Ken Loach is well known for his realistic portrayals of working class life in films like Kes, Raining Stones, Riff Raff and Land & Freedom. His ability to make a point, combined with the raw humour of working people far removed from big business decision making processes, has won him much praise and several prizes at the Cannes Film Festival.

The Navigators follows the fortunes of a group of railway workers as the privatisation of British Rail takes place, and at the drop of a safety helmet the Woodford depot becomes Northern Infrastructure, in the same way that freight companies these days are all known as something or other logistics. The break up of the network, and the legions of track maintenance companies which replace it, find some taking redundancy and casual agency work, while those who stay put endure diminishing pay and conditions.

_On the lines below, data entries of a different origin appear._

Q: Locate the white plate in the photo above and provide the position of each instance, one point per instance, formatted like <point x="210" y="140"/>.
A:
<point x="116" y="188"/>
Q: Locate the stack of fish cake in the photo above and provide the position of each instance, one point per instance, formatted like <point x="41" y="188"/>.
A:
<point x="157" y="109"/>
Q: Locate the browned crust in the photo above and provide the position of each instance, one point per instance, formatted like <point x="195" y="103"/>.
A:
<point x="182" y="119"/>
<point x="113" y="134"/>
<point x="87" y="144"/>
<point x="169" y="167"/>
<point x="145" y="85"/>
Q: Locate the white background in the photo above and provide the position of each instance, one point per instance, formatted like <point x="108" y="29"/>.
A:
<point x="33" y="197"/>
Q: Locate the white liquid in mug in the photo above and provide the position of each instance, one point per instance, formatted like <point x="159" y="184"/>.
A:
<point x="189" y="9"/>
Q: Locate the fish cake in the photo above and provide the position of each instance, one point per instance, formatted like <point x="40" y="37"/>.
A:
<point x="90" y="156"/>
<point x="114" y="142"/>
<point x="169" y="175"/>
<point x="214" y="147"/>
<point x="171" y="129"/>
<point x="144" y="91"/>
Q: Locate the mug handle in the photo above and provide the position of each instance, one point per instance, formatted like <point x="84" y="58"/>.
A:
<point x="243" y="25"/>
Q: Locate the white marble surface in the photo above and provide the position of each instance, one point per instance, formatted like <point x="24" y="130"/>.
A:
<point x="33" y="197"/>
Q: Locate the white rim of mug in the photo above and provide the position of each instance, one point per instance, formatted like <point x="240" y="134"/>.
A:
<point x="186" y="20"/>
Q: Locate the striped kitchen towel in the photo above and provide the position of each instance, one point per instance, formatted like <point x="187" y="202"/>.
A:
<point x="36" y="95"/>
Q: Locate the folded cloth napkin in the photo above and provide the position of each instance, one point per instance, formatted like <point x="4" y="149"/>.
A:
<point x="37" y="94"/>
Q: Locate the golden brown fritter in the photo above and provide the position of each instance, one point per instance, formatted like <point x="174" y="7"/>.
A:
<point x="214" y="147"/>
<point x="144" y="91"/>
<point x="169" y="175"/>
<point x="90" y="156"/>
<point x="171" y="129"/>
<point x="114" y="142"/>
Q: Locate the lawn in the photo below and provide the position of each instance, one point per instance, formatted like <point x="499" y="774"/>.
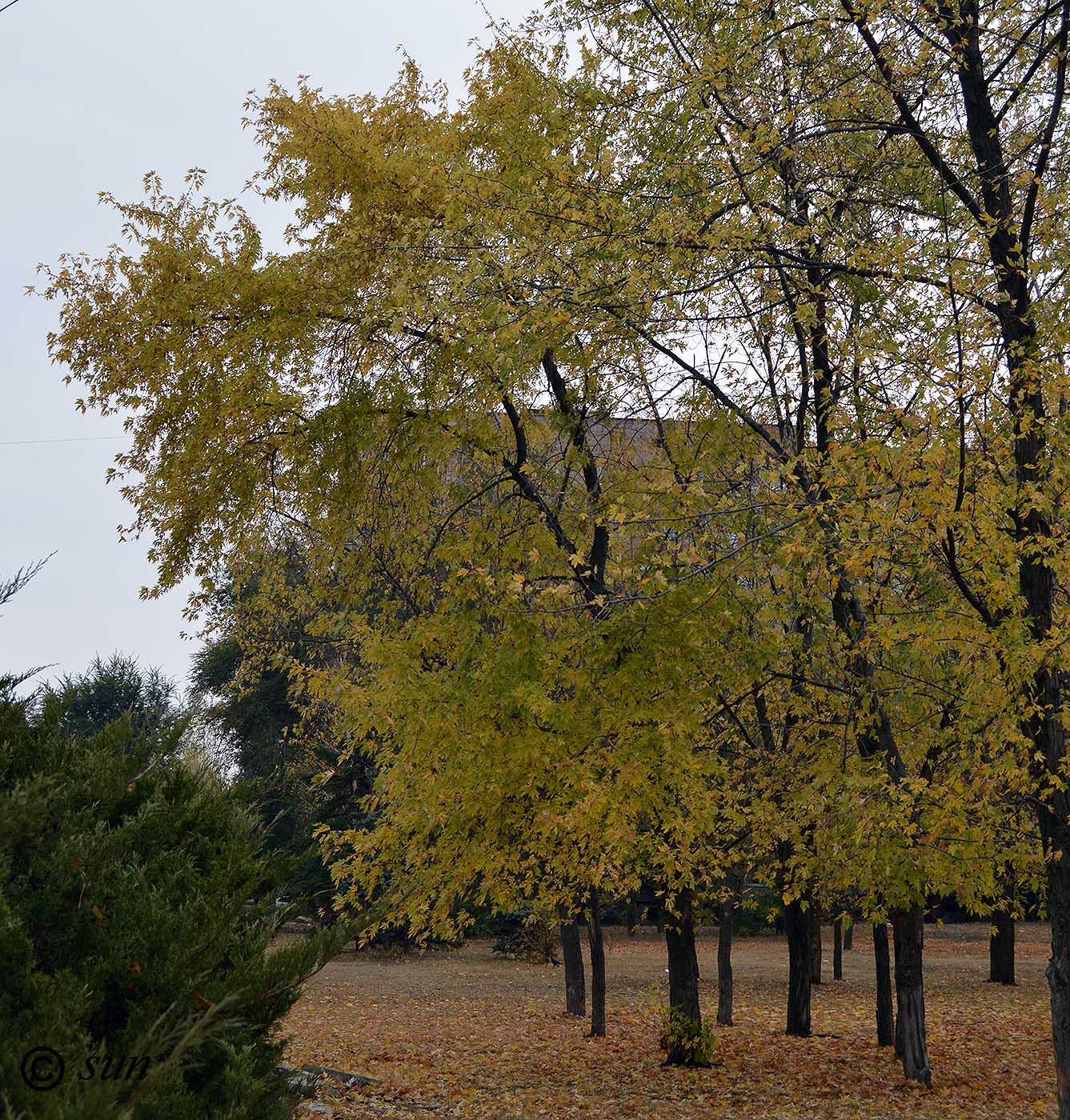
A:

Although there is no disguising where Loach's sympathies lie, as management rides roughshod over long held and sometimes barmy working practices, the film flatters neither side. However, market forces, unqualified labour and the fragmentation and isolation of an industry and its workers is the theme here.

The spectre of Maggie Thatcher and the sell off bonanzas of the 1980s which lined so many pockets - mostly for big shareholders - hovers above the script by Rob Dawber, who just lived long enough to see the final cut of the film. He died earlier this year from cancer, contracted while working with asbestos on the railway and whose voluntary redundancy from the industry was anything but voluntary.

A cast that includes local club comedians and performers provides plenty of coarse humour and language that makes Fred Dibnah look like Raffles, the sophisticated gentleman cad.

This is Loach's first film for television in 20 years. Some may remember him for Cathy Come Home, which he made for the BBC's Wednesday Play series in 1965. It shocked the nation in its depiction of a couple who become homeless, gave huge impetus to the charity Shelter and prompted so much debate that it was shown again the following week. The Navigators may not have the same impact on the public conscience but it still has plenty to say and paints a grim picture indeed. A bumpy ride but worth a look.